Elsie was fascinated by the old man and a little scared, too. She alone of that party realised that the reference he had made to the voice that came one hundred and eighty-six millions of miles was no jest on his part.
It was Chap who, in his awkward way, brought the conversation back to the subject of mysterious voices.
“They’ve had signals from Mars on Vancouver, sir,” he said. “I saw it in this morning’s papers.”
Again the professor smiled.
“You think they were atmospherics?” suggested Elsie; and, to her surprise, Colson shook his head. “No; they were not atmospherics,” he said quietly, “but they were not from Mars. I doubt if there is any organic life on Mars, unless it be a lowly form of vegetation.”
“The canals—” began Chap.
“That may be an optical illusion,” said the science master. “Our own moon, seen at a distance of forty million miles, would appear to be intersected very much as Mars seems to be. The truth is, we can never get Mars to stand still long enough to get a definite photograph!”
“From Jupiter?” suggested Chap, now thoroughly interested.
Again Mr. Colson smiled.
“A semi-molten mass on which life could not possibly exist. Nor could it come from Saturn,” he went on tantalizingly, “nor from Venus.”
“Then where on earth do these signals come from?” blurted Chap, and this time Mr. Colson laughed outright.
As they sat at tea, Elsie glanced out admiringly upon the brilliant-hued garden that was visible through the big window, and then she saw something which filled her with astonishment. Two men had come into view round the end of a square-cut hedge. One was the man they had seen half-an-hour previously — the commonplace little fellow who had claimed to be a relative of the professor. The second was taller and older, and, she judged, of a better class. His long, hawklike face was bent down towards his companion, and they were evidently talking on some weighty matter, to judge by the gesticulations of the stranger.

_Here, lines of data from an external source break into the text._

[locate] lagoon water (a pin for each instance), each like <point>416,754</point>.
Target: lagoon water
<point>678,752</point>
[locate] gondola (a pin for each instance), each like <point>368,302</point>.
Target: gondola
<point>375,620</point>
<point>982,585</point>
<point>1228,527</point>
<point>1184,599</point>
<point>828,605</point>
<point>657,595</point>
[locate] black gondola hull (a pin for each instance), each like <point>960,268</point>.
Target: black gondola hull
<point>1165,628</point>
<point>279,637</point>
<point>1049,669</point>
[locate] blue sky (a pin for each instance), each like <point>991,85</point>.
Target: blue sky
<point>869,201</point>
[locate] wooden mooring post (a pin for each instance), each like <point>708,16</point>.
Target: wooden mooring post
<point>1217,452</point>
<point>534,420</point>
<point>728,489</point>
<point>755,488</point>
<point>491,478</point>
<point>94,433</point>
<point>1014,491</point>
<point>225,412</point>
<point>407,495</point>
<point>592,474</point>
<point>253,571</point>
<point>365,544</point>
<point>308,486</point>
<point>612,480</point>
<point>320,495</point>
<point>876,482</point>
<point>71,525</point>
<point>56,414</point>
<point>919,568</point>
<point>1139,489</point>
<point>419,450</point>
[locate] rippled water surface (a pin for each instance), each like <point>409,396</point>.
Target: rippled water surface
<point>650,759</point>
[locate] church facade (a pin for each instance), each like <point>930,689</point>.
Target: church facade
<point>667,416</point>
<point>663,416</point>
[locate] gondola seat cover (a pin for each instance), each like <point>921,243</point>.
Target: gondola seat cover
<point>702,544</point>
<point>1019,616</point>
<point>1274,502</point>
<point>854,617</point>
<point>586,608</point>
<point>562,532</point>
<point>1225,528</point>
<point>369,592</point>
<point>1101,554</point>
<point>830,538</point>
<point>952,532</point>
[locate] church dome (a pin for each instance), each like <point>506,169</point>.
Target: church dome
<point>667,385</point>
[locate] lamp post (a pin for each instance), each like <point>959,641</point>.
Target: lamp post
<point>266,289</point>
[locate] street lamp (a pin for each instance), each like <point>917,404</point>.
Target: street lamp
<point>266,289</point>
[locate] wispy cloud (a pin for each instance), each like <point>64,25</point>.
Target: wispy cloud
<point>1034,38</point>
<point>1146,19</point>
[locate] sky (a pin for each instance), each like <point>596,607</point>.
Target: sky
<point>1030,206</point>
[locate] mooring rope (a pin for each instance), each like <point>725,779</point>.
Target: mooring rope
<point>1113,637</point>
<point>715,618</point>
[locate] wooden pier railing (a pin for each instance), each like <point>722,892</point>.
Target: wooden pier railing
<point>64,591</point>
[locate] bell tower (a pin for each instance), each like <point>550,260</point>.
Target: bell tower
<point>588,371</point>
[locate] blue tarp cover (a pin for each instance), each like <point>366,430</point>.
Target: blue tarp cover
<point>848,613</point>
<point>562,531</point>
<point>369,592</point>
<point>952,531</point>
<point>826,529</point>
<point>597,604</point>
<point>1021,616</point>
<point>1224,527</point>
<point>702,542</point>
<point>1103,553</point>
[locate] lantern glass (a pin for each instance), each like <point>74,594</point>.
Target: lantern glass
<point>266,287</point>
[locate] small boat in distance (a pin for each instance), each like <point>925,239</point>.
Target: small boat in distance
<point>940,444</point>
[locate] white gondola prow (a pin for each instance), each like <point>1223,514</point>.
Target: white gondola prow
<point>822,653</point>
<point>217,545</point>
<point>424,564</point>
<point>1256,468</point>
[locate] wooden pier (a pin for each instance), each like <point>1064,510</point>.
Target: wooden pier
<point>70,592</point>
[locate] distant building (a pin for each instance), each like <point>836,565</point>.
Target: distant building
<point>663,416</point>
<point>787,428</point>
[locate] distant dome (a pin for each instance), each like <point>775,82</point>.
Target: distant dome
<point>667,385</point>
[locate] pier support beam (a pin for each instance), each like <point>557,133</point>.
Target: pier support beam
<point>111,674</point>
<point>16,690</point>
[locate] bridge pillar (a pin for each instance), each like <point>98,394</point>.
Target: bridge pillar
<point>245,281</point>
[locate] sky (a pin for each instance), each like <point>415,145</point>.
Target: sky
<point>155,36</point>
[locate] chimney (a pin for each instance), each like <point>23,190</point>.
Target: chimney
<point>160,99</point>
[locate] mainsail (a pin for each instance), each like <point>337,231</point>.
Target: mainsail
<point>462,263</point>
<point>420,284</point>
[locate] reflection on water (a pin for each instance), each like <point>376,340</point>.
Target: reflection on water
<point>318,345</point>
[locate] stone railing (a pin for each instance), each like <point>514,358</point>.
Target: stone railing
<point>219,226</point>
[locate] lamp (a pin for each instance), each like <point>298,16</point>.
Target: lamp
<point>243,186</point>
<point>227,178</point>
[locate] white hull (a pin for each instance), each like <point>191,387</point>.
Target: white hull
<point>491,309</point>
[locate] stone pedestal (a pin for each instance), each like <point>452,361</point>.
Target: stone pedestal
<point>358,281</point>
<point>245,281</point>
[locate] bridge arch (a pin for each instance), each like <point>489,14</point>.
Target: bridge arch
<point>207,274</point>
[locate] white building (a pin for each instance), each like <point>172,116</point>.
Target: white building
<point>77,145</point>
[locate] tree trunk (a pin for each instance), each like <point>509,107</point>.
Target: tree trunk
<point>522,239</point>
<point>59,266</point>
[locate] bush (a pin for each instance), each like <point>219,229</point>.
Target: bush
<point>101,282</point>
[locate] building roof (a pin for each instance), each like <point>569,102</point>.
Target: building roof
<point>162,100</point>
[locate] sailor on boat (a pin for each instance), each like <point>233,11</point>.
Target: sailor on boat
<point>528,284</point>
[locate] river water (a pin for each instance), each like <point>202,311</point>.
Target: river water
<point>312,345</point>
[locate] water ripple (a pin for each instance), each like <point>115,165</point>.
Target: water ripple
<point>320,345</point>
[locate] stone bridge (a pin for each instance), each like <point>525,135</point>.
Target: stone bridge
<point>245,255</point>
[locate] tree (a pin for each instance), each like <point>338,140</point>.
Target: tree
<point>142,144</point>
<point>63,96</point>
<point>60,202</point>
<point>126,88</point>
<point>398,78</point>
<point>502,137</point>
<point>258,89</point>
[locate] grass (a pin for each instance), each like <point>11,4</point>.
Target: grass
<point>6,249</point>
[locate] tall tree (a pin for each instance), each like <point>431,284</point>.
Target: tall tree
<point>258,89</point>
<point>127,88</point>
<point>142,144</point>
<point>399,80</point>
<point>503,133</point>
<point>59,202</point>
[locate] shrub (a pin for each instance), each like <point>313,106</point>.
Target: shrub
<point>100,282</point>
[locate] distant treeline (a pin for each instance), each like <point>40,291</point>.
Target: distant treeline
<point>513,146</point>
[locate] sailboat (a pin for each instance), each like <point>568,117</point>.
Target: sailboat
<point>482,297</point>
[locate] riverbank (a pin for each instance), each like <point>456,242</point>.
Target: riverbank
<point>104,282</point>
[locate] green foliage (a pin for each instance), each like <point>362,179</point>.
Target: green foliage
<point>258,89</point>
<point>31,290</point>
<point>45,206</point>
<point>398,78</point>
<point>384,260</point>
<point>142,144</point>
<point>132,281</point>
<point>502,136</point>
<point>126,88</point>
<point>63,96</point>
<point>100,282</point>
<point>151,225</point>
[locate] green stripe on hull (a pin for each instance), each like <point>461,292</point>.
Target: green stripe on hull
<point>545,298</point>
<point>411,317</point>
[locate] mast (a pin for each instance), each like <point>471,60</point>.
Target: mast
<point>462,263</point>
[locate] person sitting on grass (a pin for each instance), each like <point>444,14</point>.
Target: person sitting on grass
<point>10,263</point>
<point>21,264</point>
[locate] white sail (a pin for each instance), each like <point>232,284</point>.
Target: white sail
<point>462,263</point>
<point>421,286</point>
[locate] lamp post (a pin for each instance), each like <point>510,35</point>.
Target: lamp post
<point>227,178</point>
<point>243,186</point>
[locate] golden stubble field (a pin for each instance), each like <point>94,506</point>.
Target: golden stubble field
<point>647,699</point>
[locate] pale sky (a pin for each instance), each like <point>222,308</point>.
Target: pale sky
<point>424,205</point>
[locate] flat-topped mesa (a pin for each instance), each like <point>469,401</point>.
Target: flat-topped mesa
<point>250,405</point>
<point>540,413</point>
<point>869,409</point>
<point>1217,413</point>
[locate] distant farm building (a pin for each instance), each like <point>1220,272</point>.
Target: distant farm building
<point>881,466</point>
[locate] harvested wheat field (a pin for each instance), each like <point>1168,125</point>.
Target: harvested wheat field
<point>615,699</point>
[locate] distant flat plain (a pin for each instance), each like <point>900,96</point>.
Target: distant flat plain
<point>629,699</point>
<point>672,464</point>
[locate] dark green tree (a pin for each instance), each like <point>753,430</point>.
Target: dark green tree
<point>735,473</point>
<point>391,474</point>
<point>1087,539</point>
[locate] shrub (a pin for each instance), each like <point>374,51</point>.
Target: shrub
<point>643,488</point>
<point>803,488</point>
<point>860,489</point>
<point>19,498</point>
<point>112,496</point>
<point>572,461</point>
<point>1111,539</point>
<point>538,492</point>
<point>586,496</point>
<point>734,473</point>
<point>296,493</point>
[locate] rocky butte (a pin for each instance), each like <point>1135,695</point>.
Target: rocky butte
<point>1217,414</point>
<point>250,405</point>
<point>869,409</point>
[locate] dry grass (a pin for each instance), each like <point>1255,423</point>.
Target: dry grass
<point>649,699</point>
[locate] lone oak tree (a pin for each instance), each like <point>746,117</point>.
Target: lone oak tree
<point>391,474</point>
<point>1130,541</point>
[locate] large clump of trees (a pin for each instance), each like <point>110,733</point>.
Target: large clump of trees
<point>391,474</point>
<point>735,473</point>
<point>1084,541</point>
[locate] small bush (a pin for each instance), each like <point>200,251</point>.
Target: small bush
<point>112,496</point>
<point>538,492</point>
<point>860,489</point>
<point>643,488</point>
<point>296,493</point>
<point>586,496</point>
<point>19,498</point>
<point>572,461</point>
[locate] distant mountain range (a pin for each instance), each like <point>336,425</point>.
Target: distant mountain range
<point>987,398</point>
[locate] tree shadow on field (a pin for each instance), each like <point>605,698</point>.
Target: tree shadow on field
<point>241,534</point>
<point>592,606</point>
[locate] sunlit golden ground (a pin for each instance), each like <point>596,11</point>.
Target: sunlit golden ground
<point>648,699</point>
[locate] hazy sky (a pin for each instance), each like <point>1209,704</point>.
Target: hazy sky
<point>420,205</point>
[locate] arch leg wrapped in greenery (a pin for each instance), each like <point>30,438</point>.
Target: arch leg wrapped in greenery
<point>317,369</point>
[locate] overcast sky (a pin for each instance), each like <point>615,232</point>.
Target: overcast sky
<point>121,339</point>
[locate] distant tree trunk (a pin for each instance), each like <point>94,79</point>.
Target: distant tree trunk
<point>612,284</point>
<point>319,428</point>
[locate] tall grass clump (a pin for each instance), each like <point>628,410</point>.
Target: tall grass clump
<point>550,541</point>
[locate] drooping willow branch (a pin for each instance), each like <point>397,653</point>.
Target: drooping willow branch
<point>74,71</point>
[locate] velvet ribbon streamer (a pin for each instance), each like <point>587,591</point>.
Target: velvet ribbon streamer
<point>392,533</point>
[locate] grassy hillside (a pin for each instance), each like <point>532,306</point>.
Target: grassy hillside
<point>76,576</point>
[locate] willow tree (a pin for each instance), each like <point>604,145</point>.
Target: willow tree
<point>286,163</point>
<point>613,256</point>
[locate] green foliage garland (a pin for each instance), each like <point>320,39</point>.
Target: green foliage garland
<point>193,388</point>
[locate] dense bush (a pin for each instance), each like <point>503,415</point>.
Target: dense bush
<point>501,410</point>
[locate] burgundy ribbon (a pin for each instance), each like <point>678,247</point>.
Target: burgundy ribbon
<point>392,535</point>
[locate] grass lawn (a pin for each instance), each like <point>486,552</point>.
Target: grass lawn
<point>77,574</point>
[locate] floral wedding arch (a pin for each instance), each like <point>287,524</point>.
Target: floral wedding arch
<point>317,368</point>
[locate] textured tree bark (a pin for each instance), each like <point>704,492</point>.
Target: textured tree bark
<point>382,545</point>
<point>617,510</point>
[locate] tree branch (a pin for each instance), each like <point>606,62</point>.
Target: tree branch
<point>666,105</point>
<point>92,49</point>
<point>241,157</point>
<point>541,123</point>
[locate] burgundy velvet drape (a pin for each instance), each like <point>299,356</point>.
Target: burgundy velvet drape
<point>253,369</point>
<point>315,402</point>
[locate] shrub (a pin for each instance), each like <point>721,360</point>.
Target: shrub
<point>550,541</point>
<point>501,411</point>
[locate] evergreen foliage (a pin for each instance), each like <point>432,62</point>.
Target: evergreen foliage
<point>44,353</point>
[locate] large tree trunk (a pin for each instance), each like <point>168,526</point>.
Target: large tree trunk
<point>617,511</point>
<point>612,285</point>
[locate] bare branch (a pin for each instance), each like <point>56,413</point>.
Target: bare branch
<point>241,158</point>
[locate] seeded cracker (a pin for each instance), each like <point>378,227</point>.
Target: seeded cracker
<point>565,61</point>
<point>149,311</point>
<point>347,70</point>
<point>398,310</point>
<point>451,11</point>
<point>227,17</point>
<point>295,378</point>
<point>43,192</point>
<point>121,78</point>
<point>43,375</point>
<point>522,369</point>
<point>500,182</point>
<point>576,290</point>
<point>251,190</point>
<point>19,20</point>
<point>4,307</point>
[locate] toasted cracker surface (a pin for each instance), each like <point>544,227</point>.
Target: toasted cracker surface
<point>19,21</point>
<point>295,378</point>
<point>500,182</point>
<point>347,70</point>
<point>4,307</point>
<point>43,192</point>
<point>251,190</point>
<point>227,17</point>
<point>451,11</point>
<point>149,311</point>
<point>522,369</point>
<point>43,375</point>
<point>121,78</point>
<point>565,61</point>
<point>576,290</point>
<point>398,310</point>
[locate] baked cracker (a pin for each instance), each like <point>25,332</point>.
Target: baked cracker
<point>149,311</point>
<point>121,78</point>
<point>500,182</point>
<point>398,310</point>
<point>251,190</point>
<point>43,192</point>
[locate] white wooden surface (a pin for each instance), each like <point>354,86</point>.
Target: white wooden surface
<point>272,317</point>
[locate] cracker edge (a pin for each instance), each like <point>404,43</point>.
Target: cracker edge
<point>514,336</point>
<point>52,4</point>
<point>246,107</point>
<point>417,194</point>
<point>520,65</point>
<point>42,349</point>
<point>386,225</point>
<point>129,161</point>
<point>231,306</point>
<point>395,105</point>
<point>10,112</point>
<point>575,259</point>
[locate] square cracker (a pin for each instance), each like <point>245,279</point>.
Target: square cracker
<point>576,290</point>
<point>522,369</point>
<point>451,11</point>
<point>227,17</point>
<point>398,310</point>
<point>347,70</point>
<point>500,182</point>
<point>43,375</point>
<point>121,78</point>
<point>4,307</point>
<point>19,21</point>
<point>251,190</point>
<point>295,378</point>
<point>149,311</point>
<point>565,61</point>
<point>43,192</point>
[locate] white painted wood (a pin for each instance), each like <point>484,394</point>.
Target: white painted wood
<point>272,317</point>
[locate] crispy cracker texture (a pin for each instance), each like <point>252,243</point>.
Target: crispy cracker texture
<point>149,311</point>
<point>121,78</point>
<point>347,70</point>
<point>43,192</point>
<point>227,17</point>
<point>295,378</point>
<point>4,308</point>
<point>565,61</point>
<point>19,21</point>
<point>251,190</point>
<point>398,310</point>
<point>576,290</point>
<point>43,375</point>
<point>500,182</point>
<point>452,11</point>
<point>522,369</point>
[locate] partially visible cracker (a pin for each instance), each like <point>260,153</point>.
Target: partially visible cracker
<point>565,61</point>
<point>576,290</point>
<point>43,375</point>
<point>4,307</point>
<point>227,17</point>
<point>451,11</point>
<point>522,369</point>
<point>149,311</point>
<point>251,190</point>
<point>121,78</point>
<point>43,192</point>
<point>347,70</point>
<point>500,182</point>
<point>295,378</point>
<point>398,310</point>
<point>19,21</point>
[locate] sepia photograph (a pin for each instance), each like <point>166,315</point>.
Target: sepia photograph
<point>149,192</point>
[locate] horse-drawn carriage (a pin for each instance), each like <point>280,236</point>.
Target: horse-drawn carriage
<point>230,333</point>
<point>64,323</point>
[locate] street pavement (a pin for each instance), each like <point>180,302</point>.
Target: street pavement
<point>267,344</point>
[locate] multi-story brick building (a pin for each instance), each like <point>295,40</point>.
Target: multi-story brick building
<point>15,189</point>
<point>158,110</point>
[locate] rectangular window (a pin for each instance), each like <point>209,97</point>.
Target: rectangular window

“By Jove!” said Chap suddenly. “Isn’t that Hildreth?”
Mr. Colson looked up quickly; his keen blue eyes took in the scene at once.
“Yes, that is Mr. Hildreth,” he said quietly. “Do you know him?”
“Rather!” said Chap. “He has often been to our house. My father is on the Stock Exchange, and Mr. Hildreth is a big pot in the City.”
Colson nodded.
“Yes, he is a very important person in the City,” he said, with just a touch of hidden sarcasm in his voice. “But he is not a very important person here, and I am wondering why he has come again.”
He rose quickly and went out of the room, and presently Tim, who was watching the newcomers, saw them turn their heads as with one accord and walk out of sight, evidently towards the professor. When the old man came back there was a faint flush in his cheek and a light in his eye which Tim did not remember having seen before.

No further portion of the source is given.